4. Meningkatkan kerja sama dengan
institusi lain ataupun dengan Dunia Industri/ Dunia Usaha.
Institusi pendidikan baik
seolah maupun perguruan tinggi yang biasanya sangat eksklusif dan tertutup
harus lebih membuka diri untuk meningkatkan kerja sama dengan pihak lain baik
sesama institusi maupun dengan Dunia Industri/ Dunia Usaha. Sehingga dalam hal
ini akan direncanakan kurikulum Adaptif dan dinamis, yang benar-benar
berkualitas sesuai permintaan pasar kerja, bukan kurikulum yang serba teoritis.
Dengan demikian dimungkinkan diseminasi ilmu pengetahuan tidak hanya akan
diberikan di ruang kelas/ bangku kuliah semata, tetapi dapat dilakukan kapan
saja dan dari mana saja sesuai keinginan peserta didik dengan memanfaatkan
berbagai fasilitas teknologi informasi dan komunikasi.
5. Penyediaan Infrastruktur dan
Fasilitas TIK.
Harus diusahakan ketersediaan
infrastruktur dan fasilitas TIK yang memadai walau dengan segala keterbatasan
yang ada.Bagi institusi pendidikan yang memiliki modal kuat, tentu hal ini
tidak menjadi masalah, namun tidak demikian dengan institusi pendidikan di
daerah pinggiran atau bahkan di daerah-daerah terpencil. Namun dengan tekad
yang kuat dan motivasi yang tinggi, dengan melibatkan stake holder pendidikan
maka kesulitan akan bisa diatasi. Selain itu bisa juga dengan menjalin kerja
sama dengan institusi pendidikan lain yang lebih modern, atau dengan pihak
swasta, serta mengajukan bantuan kepada pemerintah pusat maupun daerah sebagai
perumus kebijakan pendidikan.
6. Meningkatkan kerja sama
(kolaborasi) dengan sekolah/ perguruan tinggi ternama.
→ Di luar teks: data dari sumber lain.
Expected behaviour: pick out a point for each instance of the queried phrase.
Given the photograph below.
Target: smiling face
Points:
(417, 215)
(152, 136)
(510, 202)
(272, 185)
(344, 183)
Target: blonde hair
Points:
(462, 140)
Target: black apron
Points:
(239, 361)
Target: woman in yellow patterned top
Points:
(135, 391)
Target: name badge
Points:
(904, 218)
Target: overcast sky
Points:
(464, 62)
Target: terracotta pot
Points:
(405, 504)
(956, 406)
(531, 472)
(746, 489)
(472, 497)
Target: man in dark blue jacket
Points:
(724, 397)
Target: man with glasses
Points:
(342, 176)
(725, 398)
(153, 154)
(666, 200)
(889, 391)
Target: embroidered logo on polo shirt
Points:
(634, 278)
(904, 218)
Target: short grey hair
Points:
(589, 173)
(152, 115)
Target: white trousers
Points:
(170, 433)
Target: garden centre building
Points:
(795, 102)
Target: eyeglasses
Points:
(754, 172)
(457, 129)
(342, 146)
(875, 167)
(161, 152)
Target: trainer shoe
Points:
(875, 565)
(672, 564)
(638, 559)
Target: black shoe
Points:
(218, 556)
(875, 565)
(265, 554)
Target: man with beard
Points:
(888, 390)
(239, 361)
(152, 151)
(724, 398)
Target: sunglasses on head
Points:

Dalam era globalisasi yang
ditandai dengan tingginya persaingan antar negara, perlu diterapkan strategi
“berkompetisi” dengan melakukan kolaborasi untuk meningkatkan daya saing pada
level yang lebih tinggi, yaitu regional atau internasional. Tanpa adanya ini,
maka masing-masing institusi akan mengalami kesulitan bertahan dalam waktu yang
lama akibat sedemikian ketatnya situasi persaingan global dewasa ini. Dengan
adanya kerjasama antar lembaga pendidikan, maka akan tercipta frekuensi dan
volume interaksi maupun transaksi yang tinggi di industri pendidikan Indonesia.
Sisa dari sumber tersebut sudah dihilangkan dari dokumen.